CS: Back to the Taj Trilogy, how was writing about Jahanara, a figure that is lesser known in Mughal history, different from writing about Mehrunissa in the first two novels?
IS: The interesting thing about both women, Mehrunnisa/Empress Nur Jahan in The Twentieth Wife and The Feast Of Roses, and her grand-niece, Princess Jahanara in Shadow Princess, is the lack of cohesive and complete information about their lives. There exist no official biographies or autobiographies of the two women; the imperial memoirs of Emperor Jahangir and Emperor Shah Jahan mention both women in laudatory, distant terms. They’re both credited with immense power, unimaginable in today’s world, huge incomes which they spent lavishly in building tombs, mosques, palaces, and also with jewelry they designed, poetry they wrote, imperial farmans (edicts) they sent out; the politics at court that they influenced.
Of the two, Mehrunnisa suffers in most of the literature coming out of her stepson/nephew-in-law Emperor Shah Jahan’s times, because she had, when in power, sent him into exile as a prince, a favor he returns when he gains the throne of India. Jahanara, his daughter, comes across as pious, devoted to her father, a woman who stays on in her father’s harem and never marries to leave for another man’s harem.
And then, there are the foreign travelers’ tales of India–the men who came to India on work, for pleasure, to join an army, or for no reason at all, and stayed on to see what was going on, picked up on local bazaar gossip, and then turned all of this into some wonderfully informative memoirs!
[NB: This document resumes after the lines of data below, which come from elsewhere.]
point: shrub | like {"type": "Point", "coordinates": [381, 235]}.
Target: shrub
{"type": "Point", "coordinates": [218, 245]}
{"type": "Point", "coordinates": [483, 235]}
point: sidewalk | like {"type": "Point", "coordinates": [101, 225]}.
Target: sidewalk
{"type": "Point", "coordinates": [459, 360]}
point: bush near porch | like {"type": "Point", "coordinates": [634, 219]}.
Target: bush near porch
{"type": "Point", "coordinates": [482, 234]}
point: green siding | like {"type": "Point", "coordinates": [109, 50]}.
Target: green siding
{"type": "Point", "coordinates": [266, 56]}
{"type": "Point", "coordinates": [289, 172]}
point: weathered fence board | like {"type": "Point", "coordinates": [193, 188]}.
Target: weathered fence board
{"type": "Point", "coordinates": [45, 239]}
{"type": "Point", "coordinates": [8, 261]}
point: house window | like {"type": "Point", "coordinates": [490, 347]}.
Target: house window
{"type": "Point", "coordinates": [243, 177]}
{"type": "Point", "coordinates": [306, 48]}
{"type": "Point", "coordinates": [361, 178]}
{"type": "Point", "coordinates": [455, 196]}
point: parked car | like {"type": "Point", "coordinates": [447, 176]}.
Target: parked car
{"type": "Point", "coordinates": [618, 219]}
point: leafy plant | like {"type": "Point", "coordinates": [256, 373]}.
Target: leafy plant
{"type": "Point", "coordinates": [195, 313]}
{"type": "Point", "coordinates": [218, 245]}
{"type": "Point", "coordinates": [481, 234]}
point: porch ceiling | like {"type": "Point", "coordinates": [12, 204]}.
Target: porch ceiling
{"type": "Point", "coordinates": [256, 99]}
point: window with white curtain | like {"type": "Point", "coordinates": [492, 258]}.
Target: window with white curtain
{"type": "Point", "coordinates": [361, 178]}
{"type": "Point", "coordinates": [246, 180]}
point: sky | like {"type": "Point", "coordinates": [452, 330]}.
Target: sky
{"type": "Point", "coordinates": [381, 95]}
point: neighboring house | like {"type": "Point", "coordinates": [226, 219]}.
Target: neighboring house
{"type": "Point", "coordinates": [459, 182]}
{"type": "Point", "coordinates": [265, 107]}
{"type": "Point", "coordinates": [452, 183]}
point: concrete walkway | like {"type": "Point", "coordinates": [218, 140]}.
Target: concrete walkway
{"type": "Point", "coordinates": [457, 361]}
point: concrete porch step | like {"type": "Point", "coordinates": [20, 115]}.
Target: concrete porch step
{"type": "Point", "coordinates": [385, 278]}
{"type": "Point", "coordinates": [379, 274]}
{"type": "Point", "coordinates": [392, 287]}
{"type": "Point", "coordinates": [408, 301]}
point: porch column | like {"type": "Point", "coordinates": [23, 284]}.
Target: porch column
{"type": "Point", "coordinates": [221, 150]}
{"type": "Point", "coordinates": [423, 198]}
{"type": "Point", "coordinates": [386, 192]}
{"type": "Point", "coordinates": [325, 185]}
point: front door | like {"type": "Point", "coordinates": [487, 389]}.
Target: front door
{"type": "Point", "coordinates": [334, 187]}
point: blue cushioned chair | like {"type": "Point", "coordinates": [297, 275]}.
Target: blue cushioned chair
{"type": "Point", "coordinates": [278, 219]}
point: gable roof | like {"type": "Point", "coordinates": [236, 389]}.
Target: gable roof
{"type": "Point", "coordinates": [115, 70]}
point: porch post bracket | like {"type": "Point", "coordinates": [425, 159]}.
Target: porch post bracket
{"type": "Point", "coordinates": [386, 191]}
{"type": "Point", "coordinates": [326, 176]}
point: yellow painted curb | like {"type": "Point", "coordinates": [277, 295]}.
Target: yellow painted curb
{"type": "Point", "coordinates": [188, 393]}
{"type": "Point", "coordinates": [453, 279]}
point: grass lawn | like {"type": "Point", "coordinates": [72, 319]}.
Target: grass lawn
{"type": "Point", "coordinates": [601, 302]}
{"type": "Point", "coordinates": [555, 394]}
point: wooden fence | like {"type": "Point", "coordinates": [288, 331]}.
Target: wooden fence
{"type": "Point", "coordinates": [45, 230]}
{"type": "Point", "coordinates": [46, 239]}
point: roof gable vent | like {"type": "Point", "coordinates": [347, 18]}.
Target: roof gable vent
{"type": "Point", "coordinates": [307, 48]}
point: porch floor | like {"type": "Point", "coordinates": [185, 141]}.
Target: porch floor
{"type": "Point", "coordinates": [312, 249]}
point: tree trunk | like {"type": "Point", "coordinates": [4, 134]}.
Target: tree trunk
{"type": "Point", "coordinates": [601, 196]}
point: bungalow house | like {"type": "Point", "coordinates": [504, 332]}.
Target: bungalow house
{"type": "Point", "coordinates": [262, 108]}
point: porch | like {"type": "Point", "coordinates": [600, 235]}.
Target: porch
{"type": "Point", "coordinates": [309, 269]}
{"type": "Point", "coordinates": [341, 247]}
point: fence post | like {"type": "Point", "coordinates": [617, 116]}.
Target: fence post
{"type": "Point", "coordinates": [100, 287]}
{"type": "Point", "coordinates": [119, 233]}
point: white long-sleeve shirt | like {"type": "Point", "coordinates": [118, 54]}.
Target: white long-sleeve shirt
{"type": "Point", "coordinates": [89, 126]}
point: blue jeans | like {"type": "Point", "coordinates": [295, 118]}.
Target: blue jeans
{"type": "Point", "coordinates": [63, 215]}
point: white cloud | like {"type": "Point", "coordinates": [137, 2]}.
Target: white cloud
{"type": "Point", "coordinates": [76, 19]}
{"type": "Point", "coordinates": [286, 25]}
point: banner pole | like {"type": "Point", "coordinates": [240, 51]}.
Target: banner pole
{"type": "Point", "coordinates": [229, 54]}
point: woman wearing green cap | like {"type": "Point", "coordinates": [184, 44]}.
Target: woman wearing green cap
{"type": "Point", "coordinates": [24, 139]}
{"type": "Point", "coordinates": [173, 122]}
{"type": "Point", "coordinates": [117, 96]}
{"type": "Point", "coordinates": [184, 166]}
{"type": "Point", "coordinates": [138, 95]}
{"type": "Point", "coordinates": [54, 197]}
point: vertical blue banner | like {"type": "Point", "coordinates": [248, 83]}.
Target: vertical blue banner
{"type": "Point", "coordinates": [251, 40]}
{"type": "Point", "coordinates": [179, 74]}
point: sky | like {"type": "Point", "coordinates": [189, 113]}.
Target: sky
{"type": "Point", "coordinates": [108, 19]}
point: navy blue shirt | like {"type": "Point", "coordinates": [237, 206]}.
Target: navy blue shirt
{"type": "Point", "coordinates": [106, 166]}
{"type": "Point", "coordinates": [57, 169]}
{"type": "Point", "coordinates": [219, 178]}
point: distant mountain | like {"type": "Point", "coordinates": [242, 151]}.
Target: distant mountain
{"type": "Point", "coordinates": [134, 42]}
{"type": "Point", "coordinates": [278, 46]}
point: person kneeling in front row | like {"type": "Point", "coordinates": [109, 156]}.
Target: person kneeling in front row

CS: What is it about the Mughal period that makes it such a fascinating setting for novels, epic movies, etc.?
IS: Someone talked to me about a Mughal ‘revival;’ but I’ve been working on the books of the trilogy for some 17 years, just because I was interested initially in Mehrunnisa’s story and then found so much literature that was equally interesting. My interest was because the Mughals lived these larger-than-life lives; it’s the stuff of good storytelling!
CS: Any parting words for CitySaheli readers?
IS: Thank you, for inviting me to be on this page, and for reading, thus far, with patience and interest!